Posted: 7/5/2008 10:39:00 PM
I think being a single mom is awesome - I hope to find a man that can truly appreciate the balance, patience, stability, perserverence, loyalty, creativity, and just plain joy I have in my life due to the fact that I am a single mom. If all a man sees is my children as a number to screen me with, then he has really missed a lot! Wouldn't trade these 2 for anything...
 Singleperson2008

Joined: 6/4/2008
Msg: 50
Is it wrong to be on POF if you have children?
Posted: 7/6/2008 1:26:56 AM
asking why is it some women should all have 3-4 children?


I too am a little confuse about your statement...

Are you stating that he feels a woman that has that many children is not a good choice to date?
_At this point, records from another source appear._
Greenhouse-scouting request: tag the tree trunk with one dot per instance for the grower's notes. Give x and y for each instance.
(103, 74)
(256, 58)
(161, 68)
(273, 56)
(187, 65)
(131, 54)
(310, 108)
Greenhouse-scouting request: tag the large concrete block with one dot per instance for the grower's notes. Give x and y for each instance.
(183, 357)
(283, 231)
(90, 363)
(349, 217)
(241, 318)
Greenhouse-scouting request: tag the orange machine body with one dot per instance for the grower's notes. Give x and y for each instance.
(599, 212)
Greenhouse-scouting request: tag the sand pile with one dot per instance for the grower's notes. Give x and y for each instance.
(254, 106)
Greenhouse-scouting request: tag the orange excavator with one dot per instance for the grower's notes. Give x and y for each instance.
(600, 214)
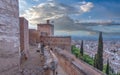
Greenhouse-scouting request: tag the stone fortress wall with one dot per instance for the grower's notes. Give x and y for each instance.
(9, 34)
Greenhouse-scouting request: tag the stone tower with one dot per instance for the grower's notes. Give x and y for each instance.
(9, 33)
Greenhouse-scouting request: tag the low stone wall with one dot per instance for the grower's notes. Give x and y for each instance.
(73, 66)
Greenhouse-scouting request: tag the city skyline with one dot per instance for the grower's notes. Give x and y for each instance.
(78, 18)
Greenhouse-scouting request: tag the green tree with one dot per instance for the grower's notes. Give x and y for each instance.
(107, 68)
(99, 60)
(81, 49)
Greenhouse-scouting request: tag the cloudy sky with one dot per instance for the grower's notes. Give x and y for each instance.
(78, 18)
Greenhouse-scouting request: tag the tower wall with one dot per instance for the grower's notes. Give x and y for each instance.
(9, 33)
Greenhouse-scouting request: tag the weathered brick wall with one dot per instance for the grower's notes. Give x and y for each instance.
(24, 35)
(9, 33)
(33, 36)
(63, 42)
(74, 66)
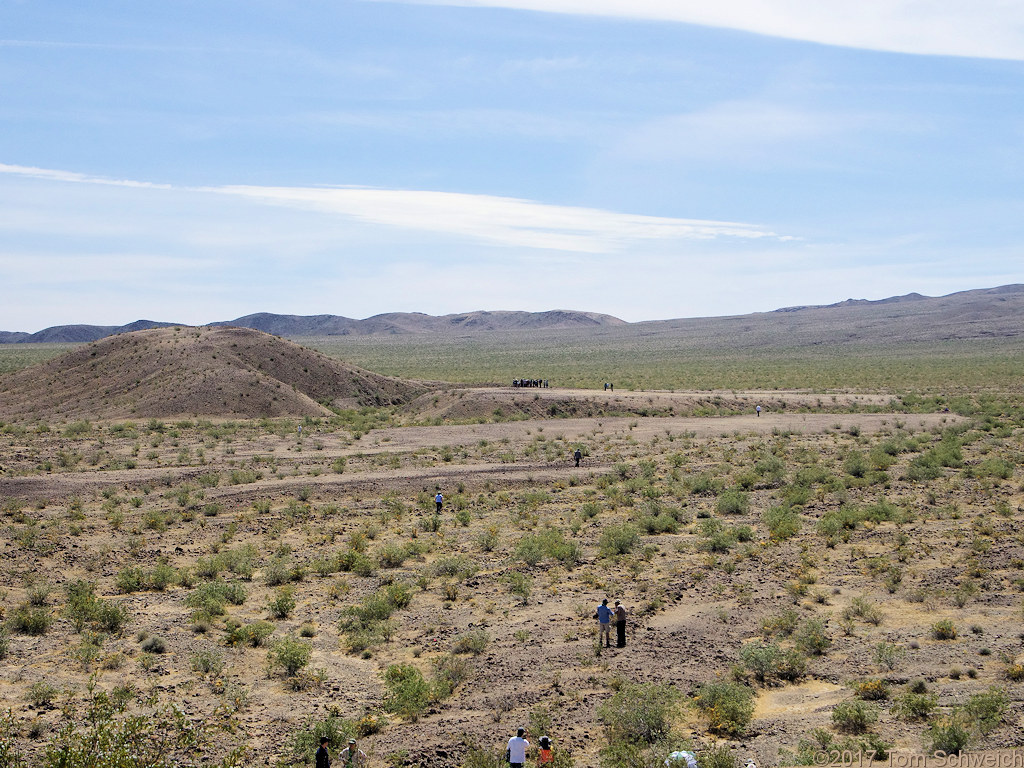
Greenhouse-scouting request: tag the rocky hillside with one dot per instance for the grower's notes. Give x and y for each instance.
(227, 372)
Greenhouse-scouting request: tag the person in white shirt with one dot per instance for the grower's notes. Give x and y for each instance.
(517, 749)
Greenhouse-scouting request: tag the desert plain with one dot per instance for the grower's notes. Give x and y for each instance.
(222, 578)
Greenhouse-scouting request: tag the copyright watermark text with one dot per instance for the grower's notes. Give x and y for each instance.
(858, 758)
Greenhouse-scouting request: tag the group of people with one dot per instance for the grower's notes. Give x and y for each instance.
(605, 616)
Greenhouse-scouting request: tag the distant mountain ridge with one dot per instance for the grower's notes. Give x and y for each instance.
(965, 314)
(293, 326)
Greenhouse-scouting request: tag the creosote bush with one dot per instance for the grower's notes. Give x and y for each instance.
(290, 654)
(728, 707)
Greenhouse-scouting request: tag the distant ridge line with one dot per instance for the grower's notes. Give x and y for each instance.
(999, 318)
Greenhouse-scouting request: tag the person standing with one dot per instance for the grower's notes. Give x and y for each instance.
(352, 757)
(516, 752)
(620, 625)
(544, 756)
(323, 759)
(604, 623)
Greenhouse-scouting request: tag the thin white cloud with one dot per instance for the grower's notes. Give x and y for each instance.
(984, 29)
(496, 220)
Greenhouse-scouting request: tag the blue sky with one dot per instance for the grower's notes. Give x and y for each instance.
(198, 161)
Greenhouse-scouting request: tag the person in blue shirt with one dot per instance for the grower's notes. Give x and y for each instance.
(604, 623)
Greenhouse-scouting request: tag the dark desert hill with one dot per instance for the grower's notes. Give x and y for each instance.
(298, 326)
(226, 372)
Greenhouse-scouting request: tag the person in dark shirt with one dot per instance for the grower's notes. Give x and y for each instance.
(323, 759)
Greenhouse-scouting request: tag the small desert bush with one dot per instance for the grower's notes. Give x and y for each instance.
(208, 663)
(450, 671)
(474, 641)
(408, 692)
(944, 630)
(253, 635)
(871, 690)
(732, 502)
(855, 717)
(290, 654)
(949, 735)
(27, 620)
(913, 706)
(640, 713)
(617, 540)
(283, 602)
(783, 624)
(782, 522)
(728, 707)
(811, 637)
(520, 585)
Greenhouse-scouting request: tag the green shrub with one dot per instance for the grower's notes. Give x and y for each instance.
(718, 757)
(130, 579)
(728, 707)
(254, 634)
(855, 717)
(408, 692)
(391, 555)
(154, 644)
(782, 522)
(811, 638)
(760, 658)
(948, 735)
(520, 585)
(208, 663)
(619, 540)
(732, 502)
(283, 602)
(111, 617)
(944, 630)
(42, 693)
(301, 748)
(911, 706)
(871, 690)
(291, 654)
(450, 671)
(783, 625)
(474, 641)
(889, 654)
(639, 713)
(27, 620)
(986, 710)
(458, 566)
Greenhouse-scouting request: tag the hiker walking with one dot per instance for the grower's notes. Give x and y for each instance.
(516, 752)
(544, 757)
(620, 612)
(603, 615)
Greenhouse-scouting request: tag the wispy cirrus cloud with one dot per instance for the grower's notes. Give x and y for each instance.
(984, 29)
(496, 220)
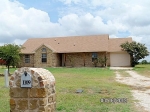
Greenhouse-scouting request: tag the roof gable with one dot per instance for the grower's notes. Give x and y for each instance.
(94, 43)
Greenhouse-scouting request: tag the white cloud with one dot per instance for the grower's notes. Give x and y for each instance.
(19, 23)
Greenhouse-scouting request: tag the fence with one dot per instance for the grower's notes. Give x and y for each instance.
(4, 95)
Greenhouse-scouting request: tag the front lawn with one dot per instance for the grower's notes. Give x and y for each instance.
(96, 83)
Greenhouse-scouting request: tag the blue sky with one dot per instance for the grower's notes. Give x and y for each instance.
(23, 19)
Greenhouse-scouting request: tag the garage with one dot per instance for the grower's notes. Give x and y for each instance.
(119, 59)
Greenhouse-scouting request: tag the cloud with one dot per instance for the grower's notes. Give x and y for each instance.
(19, 23)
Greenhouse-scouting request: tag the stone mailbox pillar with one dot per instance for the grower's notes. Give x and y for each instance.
(32, 90)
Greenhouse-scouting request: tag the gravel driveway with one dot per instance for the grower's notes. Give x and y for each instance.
(141, 85)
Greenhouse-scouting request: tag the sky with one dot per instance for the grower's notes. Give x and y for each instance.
(24, 19)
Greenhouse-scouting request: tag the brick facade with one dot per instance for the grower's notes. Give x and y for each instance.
(84, 59)
(61, 59)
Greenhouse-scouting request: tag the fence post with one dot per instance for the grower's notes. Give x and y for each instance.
(6, 78)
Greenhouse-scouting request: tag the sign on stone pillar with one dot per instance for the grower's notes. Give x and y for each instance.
(26, 80)
(32, 90)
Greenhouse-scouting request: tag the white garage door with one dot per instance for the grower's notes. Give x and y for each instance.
(119, 59)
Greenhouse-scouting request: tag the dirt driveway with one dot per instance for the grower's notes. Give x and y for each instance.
(141, 88)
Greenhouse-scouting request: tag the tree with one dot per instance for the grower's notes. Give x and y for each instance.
(136, 51)
(10, 53)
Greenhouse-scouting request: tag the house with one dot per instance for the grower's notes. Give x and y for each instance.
(78, 51)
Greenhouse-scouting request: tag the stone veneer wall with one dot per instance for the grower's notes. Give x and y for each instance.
(82, 59)
(41, 97)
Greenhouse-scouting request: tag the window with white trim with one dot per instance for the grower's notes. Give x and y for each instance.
(27, 58)
(94, 56)
(44, 57)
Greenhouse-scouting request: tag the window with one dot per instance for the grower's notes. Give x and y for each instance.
(44, 57)
(94, 56)
(43, 49)
(27, 58)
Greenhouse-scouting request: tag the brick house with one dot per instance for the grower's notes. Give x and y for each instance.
(78, 51)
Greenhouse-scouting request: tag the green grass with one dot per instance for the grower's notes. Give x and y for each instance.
(96, 83)
(4, 96)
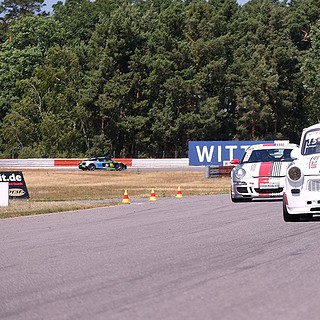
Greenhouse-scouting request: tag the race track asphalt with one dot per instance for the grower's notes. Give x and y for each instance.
(190, 258)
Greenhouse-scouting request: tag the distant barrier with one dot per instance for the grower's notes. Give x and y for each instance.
(51, 163)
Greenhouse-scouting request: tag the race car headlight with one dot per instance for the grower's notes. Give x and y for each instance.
(239, 173)
(294, 173)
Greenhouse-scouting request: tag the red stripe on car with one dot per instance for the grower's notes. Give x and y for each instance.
(264, 173)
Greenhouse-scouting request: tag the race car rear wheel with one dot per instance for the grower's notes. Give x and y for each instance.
(91, 167)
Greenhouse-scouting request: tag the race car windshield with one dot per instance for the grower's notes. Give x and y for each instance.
(311, 142)
(267, 155)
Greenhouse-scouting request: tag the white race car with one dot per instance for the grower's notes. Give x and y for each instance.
(261, 172)
(302, 182)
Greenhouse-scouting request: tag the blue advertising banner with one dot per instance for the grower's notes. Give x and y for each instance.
(203, 153)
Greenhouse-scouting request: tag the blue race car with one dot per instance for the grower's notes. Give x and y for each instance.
(104, 163)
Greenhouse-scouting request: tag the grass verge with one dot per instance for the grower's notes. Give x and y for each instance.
(64, 190)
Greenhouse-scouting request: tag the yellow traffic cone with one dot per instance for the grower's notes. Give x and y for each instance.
(153, 196)
(126, 197)
(179, 193)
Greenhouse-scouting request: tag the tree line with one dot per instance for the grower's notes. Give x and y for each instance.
(142, 78)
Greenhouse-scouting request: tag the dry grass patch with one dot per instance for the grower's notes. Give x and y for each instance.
(61, 190)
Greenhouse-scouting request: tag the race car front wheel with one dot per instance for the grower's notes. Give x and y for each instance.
(91, 167)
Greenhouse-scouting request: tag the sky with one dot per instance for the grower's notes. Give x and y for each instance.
(49, 3)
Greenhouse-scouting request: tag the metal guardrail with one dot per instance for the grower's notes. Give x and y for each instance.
(51, 163)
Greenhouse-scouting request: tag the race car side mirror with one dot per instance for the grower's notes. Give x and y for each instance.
(295, 153)
(235, 161)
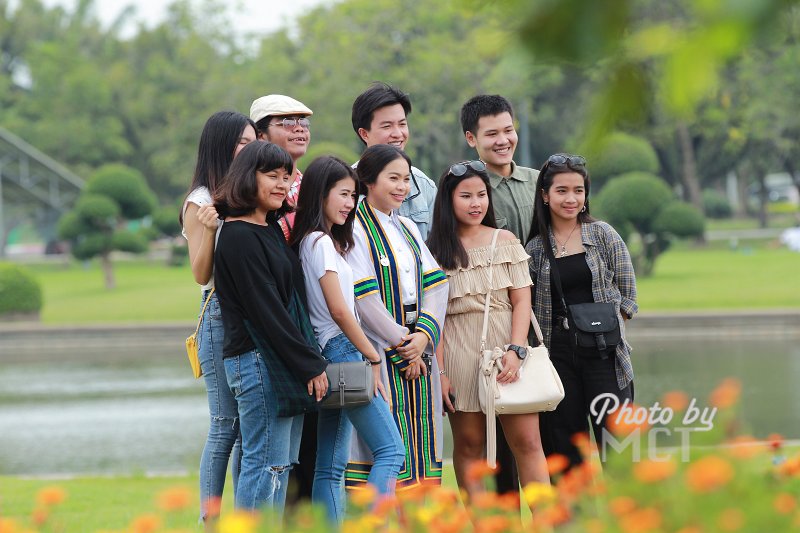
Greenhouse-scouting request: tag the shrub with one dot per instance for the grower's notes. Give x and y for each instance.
(716, 204)
(20, 292)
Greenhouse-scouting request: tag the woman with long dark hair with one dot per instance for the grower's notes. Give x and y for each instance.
(323, 232)
(466, 243)
(272, 361)
(593, 265)
(224, 135)
(401, 296)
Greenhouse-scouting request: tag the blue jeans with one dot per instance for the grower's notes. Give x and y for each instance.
(269, 444)
(223, 440)
(375, 426)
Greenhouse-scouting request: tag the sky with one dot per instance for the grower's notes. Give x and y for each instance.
(249, 15)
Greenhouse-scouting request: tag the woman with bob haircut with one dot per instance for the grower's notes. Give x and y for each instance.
(323, 232)
(401, 296)
(224, 135)
(272, 362)
(461, 240)
(593, 265)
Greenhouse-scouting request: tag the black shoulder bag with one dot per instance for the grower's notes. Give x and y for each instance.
(594, 326)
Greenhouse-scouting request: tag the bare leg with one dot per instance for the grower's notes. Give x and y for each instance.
(469, 443)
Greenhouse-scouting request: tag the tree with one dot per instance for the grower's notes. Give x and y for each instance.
(113, 196)
(642, 204)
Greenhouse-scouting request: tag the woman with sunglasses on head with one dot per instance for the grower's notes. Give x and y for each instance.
(401, 296)
(323, 233)
(224, 135)
(465, 241)
(272, 361)
(590, 263)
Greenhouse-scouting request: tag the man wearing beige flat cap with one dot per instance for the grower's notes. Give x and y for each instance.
(282, 120)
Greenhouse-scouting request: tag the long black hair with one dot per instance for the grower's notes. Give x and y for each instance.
(221, 134)
(540, 225)
(238, 194)
(374, 160)
(318, 180)
(443, 241)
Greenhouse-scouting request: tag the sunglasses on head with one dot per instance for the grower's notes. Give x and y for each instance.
(459, 169)
(291, 123)
(567, 159)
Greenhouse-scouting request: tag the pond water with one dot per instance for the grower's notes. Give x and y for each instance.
(84, 413)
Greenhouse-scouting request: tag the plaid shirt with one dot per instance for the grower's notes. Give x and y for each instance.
(613, 280)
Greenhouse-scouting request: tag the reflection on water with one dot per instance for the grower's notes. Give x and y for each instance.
(146, 413)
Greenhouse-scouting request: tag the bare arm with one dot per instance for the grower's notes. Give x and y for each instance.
(200, 224)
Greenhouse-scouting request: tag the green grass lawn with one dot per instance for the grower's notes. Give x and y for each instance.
(756, 275)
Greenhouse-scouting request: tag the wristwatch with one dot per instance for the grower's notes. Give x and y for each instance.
(521, 351)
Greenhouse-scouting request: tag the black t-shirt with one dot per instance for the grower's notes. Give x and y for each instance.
(255, 274)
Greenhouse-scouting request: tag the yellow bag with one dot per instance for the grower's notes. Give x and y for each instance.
(191, 342)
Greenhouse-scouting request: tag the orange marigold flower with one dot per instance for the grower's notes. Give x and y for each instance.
(556, 463)
(731, 520)
(641, 520)
(365, 495)
(648, 471)
(51, 496)
(174, 499)
(784, 503)
(726, 394)
(622, 505)
(675, 400)
(39, 516)
(477, 470)
(147, 523)
(708, 474)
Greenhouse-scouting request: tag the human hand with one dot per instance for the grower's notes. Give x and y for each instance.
(414, 346)
(208, 216)
(509, 373)
(318, 384)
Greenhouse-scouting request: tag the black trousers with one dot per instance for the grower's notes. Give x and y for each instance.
(583, 378)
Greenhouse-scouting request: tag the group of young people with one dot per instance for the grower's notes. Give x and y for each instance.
(371, 261)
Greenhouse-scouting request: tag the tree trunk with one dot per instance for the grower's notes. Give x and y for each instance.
(689, 170)
(108, 271)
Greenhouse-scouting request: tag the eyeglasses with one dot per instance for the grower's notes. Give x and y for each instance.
(567, 159)
(292, 123)
(459, 169)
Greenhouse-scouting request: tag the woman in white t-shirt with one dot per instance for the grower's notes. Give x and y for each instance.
(224, 135)
(323, 232)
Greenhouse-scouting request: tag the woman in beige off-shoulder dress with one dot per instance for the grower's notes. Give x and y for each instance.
(461, 235)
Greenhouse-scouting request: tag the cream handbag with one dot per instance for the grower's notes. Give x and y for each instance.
(538, 388)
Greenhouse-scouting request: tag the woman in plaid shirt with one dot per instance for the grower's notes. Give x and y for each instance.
(594, 266)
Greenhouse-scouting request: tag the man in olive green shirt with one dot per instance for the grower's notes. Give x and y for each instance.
(488, 124)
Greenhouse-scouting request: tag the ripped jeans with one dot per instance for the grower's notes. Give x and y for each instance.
(223, 441)
(269, 444)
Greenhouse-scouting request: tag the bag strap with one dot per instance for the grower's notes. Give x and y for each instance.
(203, 312)
(485, 329)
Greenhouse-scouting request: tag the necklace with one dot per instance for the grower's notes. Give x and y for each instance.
(563, 251)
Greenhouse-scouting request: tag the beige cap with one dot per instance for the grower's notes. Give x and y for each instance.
(277, 104)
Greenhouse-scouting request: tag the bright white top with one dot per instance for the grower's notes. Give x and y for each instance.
(200, 197)
(403, 254)
(318, 255)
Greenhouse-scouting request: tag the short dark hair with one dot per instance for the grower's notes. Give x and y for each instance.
(443, 241)
(541, 222)
(221, 134)
(374, 160)
(483, 105)
(376, 96)
(238, 195)
(318, 180)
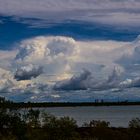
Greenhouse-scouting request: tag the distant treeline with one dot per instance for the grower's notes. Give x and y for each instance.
(7, 103)
(31, 124)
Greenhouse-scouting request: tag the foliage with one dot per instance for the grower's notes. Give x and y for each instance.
(134, 123)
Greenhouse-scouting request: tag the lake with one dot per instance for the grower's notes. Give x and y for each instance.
(118, 116)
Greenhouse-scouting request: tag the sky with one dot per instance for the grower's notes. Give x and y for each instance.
(67, 50)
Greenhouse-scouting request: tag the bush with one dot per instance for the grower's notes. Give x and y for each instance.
(134, 123)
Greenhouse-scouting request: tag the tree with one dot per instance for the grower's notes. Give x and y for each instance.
(134, 123)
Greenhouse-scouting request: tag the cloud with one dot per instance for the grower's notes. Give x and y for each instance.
(28, 72)
(104, 11)
(109, 66)
(75, 83)
(48, 48)
(86, 81)
(129, 83)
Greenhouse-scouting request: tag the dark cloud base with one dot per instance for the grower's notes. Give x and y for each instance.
(13, 30)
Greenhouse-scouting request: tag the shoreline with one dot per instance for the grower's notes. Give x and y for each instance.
(65, 104)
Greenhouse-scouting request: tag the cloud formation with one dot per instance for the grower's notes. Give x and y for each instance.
(28, 72)
(109, 66)
(86, 81)
(104, 11)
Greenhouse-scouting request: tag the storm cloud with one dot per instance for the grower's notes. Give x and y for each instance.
(28, 72)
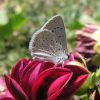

From a man’s point of view I guess that would depend if he/she is a single parent or not. But for me, a partner who I wanted to date that had children is a positive trait, not a negative one. The relationships that she/he has with other people tell me a lot about this person. More so with their own children. With that stated, being a single parent just give me a opportunity to understand them better. Still I would date someone that had children or didn’t have them. People have children for many reason, so it is with us that don’t. One shouldn’t label anyone simple on the fact that she/he had a child or not. It’s the person you are interested in, not their children.